Kennedy vs. the Children
This article is from the archive of The New York Sun before the launch of its new website in 2022. The Sun has neither altered nor updated such articles but will seek to correct any errors, mis-categorizations or other problems introduced during transfer.

Senator Kennedy has been on the offensive for the past week, attacking one element of the president’s reconstruction program after another. His latest cause is education. The president has proposed offering displaced students vouchers that they can use at any school, even religious institutions. Mr. Kennedy decries the proposal as blatantly ideological. “This,” the senator opines, “is not the time for a partisan political debate on vouchers.” But the question is, why not? The fact is that the old public education monopoly wasn’t working for the children of New Orleans. And if it takes a hurricane to blow the facade off the public monopoly, so be it. One of the few silver linings to the Katrina is that it represents an opportunity to start anew.
Before Katrina, public education in the Big Easy was a shambles. Run by a dysfunctional school board and a string of four superintendents in as many years, leaders had only recently discovered a $25 million hole in the budget and brought in private consultants. Test scores were in the basement. It’s not a leap to believe that abysmal public education was one of the many factors perpetuating the extreme poverty laid bare by Katrina’s floodwaters. Mr. Bush proposes giving students trapped in New Orleans schools a way out. His proposal sends the message that displaced students shouldn’t be subject to the luck of the draw in respect of how their new communities will educate them. They should be able to take charge of their own fates.

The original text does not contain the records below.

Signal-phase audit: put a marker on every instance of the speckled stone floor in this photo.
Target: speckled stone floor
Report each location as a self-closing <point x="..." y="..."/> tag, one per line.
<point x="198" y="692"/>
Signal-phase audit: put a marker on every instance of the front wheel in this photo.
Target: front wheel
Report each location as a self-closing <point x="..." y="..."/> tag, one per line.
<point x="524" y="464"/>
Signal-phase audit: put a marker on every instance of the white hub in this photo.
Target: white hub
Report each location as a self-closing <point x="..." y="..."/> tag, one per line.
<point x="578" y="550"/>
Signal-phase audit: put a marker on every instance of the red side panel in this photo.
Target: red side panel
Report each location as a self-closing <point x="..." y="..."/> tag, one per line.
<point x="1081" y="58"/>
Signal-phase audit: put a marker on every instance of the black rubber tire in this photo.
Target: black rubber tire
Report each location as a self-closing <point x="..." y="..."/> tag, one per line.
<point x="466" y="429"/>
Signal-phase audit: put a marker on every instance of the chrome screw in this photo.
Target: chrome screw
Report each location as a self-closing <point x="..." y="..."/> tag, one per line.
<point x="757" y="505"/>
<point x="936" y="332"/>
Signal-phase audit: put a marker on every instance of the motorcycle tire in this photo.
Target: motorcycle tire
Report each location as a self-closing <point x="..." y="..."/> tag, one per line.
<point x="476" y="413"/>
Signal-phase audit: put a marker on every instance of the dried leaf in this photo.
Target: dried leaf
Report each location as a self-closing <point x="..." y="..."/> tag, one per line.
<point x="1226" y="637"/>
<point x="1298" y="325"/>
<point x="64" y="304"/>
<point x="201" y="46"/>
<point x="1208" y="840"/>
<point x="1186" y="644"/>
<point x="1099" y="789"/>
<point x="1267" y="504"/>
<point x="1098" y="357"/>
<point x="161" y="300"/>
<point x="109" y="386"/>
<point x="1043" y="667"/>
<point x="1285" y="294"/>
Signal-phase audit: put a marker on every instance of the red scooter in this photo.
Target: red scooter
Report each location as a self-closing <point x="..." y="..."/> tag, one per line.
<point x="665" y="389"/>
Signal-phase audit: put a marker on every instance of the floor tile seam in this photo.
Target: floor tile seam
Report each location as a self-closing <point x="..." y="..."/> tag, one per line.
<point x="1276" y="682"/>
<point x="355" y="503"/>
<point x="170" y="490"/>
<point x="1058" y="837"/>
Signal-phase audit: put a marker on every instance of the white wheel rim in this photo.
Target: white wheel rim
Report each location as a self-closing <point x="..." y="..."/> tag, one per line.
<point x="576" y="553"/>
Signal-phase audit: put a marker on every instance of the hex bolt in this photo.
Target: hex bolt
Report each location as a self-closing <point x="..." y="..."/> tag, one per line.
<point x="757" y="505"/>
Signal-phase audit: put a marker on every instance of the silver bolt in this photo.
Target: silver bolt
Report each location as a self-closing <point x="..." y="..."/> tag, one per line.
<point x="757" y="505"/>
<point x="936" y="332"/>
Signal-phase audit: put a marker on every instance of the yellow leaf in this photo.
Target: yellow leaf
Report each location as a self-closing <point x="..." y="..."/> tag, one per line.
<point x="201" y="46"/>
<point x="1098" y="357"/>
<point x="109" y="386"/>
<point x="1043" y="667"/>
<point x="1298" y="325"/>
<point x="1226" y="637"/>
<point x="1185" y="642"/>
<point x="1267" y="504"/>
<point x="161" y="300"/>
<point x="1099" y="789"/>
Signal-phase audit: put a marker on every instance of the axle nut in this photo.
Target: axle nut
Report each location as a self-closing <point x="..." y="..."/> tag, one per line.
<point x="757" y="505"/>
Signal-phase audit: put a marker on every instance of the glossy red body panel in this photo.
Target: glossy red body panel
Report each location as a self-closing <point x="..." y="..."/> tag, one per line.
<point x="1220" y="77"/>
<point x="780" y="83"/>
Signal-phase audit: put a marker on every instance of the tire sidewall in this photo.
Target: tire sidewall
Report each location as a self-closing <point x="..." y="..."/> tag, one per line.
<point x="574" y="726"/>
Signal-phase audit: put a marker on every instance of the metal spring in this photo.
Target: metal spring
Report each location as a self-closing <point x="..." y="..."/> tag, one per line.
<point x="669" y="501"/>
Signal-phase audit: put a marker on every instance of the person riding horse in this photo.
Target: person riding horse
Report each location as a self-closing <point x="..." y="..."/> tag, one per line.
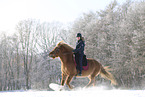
<point x="79" y="52"/>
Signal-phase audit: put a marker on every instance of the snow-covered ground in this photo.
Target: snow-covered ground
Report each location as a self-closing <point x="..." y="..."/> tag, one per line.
<point x="93" y="92"/>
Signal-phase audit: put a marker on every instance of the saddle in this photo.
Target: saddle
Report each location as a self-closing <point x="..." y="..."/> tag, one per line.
<point x="84" y="62"/>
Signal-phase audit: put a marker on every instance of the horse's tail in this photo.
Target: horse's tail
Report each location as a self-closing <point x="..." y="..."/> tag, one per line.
<point x="106" y="74"/>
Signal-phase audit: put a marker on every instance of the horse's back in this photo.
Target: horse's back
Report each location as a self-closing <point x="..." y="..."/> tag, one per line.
<point x="93" y="63"/>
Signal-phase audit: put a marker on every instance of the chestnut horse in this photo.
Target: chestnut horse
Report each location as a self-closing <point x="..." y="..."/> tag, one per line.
<point x="68" y="68"/>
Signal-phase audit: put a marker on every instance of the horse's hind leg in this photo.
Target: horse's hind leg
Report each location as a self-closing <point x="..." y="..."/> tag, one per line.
<point x="68" y="81"/>
<point x="92" y="80"/>
<point x="63" y="79"/>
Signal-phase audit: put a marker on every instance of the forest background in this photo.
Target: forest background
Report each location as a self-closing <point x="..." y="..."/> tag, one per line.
<point x="114" y="36"/>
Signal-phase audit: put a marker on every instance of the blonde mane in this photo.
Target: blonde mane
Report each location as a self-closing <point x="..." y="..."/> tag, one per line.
<point x="65" y="45"/>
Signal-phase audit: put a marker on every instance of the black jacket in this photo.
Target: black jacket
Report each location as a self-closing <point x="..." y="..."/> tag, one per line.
<point x="79" y="47"/>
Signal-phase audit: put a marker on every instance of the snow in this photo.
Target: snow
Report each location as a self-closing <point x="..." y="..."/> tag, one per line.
<point x="76" y="93"/>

Mr. Kennedy is resisting any change, a tack that is objectionable on two fronts. His particular insistence on cutting off religious-school students from any voucher benefit has already stirred legitimate protest from religious parents and groups, as The New York Sun’s Meghan Clyne reports this morning. More broadly, Mr. Kennedy’s closed-mindedness is exactly what the Gulf Coast doesn’t need. The monopoly public schools and housing projects and welfare checks that have been the norm failed manifestly to solve the problems plaguing New Orleans. In proposing ownership- and entrepreneurship-based rebuilding programs, including vouchers that allow students to take “ownership” of their own education, the president has recognized this. If Democrats are going to oppose him, let them at least come up with some ideas of their own.